Pertemuan dipimpin langsung oleh Kapolda Sumsel dan dihadiri Kepala Perwakilan SKK Migas Sumbagsel, Yunianto, bersama jajaran kepolisian seperti Karo Ops, Dir Reskrimsus, Kabid Kum, dan Kabid Propam. Hadir pula Komjen Pol. Rudy Sufahriadi selaku Staf Khusus Menteri ESDM Bidang Percepatan Penyelesaian Permasalahan Hukum, Nanang Abdul Manaf (Staf Khusus Menteri ESDM sekaligus Ketua Satgas Lifting), Muhammad Iksan Kiat (Tenaga Ahli Menteri ESDM), Ariana Soemanto (Direktur Pembinaan Hulu Migas KESDM), serta perwakilan manajemen dari Pertamina Hulu Rokan dan Medco E&P.

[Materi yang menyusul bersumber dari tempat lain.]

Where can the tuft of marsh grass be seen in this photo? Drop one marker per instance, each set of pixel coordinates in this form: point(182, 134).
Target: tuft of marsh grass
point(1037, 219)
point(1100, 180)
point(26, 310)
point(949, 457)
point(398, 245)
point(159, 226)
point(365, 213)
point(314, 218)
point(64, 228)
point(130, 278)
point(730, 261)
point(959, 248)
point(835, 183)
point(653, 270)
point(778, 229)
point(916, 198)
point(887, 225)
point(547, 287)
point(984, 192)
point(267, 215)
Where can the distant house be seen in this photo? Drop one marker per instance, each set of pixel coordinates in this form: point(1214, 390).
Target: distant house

Fokus pada Stabilitas dan Kepastian Hukum

Dalam diskusi tersebut, penguatan sinergi lintas sektor menjadi garis utama pembahasan. Sumatera Selatan merupakan salah satu wilayah strategis penopang produksi migas nasional. Karena itu, stabilitas keamanan dan kepastian hukum dinilai menjadi faktor fundamental agar kegiatan operasional—mulai dari pengeboran, workover, hingga optimalisasi produksi—dapat berjalan tanpa hambatan.

Pengamanan objek vital nasional (obvitnas) menjadi perhatian khusus. Infrastruktur hulu migas seperti sumur produksi, stasiun pengumpul, hingga jaringan pipa distribusi merupakan aset strategis yang berkontribusi langsung terhadap penerimaan negara.

Selain aspek pengamanan fisik, forum juga membahas percepatan penyelesaian potensi persoalan hukum di lapangan. Pendekatan preventif dan koordinatif dinilai lebih efektif dalam meredam potensi konflik sosial yang dapat mengganggu operasional.

Energi dan Keamanan dalam Satu Tarikan Napas

Kepala Perwakilan SKK Migas Sumbagsel menegaskan bahwa pencapaian target lifting bukan hanya soal teknologi dan investasi, tetapi juga soal kepastian lingkungan usaha. Dukungan aparat keamanan yang profesional dan humanis menjadi bagian penting dalam menjaga iklim investasi tetap kondusif.

Baca Juga :   Silaturahmi ke Kajati Sumsel, SKK Migas–KKKS Sumbagsel Perkuat Sinergi Jaga Operasi Hulu Migas dalam Koridor Hukum

Kapolda Sumsel pada kesempatan tersebut menyatakan komitmen penuh untuk mendukung kegiatan strategis nasional di sektor energi. Dukungan itu diwujudkan melalui pengamanan terukur, koordinasi aktif, serta respons cepat terhadap potensi gangguan.

Bagi para Kontraktor Kontrak Kerja Sama (KKKS), kolaborasi ini menjadi fondasi penting keberlanjutan operasi. Industri hulu migas memiliki karakter risiko tinggi dan membutuhkan kepastian di setiap lini—baik teknis, regulasi, maupun sosial.

Pertemuan ini sekaligus mengirim pesan kuat bahwa keberhasilan menjaga produksi energi nasional tidak bisa dilakukan secara parsial. Ia membutuhkan kerja bersama—regulator, operator, dan aparat penegak hukum—dalam satu irama kebijakan.

Di tengah tantangan produksi yang semakin kompleks, sinergi menjadi energi itu sendiri. Karena pada akhirnya, menjaga stabilitas hulu migas berarti menjaga pasokan energi bagi negeri.